Les rénovations énergétiques et les démolitions-reconstructions sont trop souvent utilisées comme prétexte pour augmenter les loyers, repoussant ainsi les locataires les plus modestes dans des périphéries de plus en plus lointaines et moins bien loties en service public. Ces travaux entraînent souvent des hausses massives de loyer, transformant des immeubles populaires peu ou pas entretenus en résidences labellisées Minergie hors de prix. Le logement, besoin humain fondamental, est donc devenu un «objet de rendement» comme un autre entre les mains d’acteurs financiers dont le but affiché est de maximiser les profits. 

En l’espace d’une vingtaine d’année, les propriétaires individuel·les, alors majoritaires encore dans les années 2000, cèdent rapidement la place à des investisseurs institutionnels et à leurs actionnaires (banques, assurances, sociétés anonymes, caisses de pension, etc.). En 2023, les sociétés immobilières détenaient 44,2% des logements locatifs contre 31,3% en 2000… et ce chiffre ne fait qu’augmenter.

Une initiative de justice sociale: pour un contrôle régulier et automatique des loyers

En réponse à cette crise, les partis bourgeois n’ont qu’un seul mot à la bouche. Il faut construire, le plus vite possible, dans le plus d’endroits possible et faire tomber les barrières législatives qui pourraient s’y opposer. Le logement ne peut et ne doit pourtant pas être considéré selon une logique d’offre et de demande. Les locataires ne sont pas libres dans un marché de parfaite concurrence. Même le droit, si libéral en Suisse, reconnaît que les locataires sont la partie faible dans un contrat de bail. 

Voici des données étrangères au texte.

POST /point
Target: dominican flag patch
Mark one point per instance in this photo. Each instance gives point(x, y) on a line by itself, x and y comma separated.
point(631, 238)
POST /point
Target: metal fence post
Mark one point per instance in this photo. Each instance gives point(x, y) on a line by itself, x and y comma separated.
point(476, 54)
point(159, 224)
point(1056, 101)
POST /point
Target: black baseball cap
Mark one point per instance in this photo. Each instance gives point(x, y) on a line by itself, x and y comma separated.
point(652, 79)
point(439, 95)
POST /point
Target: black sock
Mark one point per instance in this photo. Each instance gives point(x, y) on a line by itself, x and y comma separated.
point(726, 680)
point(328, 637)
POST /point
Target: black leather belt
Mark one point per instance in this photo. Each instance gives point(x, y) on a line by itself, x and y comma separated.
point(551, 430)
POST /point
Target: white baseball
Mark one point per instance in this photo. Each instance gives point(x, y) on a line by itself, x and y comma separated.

De la même manière qu’il faut lutter contre la spéculation alimentaire et la privatisation de nos besoins fondamentaux, il faut inverser la tendance et faire entrer dans les têtes et les bouches des journalistes et responsables politiques qu’un loyer admissible ne peut être que celui qui est basé sur les coûts et qu’un manque de logement vacant ne devrait avoir aucune incidence sur les prix des loyers. 

C’est précisément ce que vise l’ASLOCA Suisse, qui lance une initiative populaire dont vous avez pouvez télécharger la feuille de signatures ici ↗︎. Le texte est simple, il vise à remettre au centre du discours politique le fait que les loyers doivent être basés sur les coûts effectifs et que seul le rendement prévu par la loi peut être admissible. Tout le reste n’est qu’abus sur le dos des locataires. Afin que cela ne reste pas qu’un vœu pieux, il faut instaurer un contrôle étatique automatique et régulier des loyers, ce qui s’est déjà fait par le passé. 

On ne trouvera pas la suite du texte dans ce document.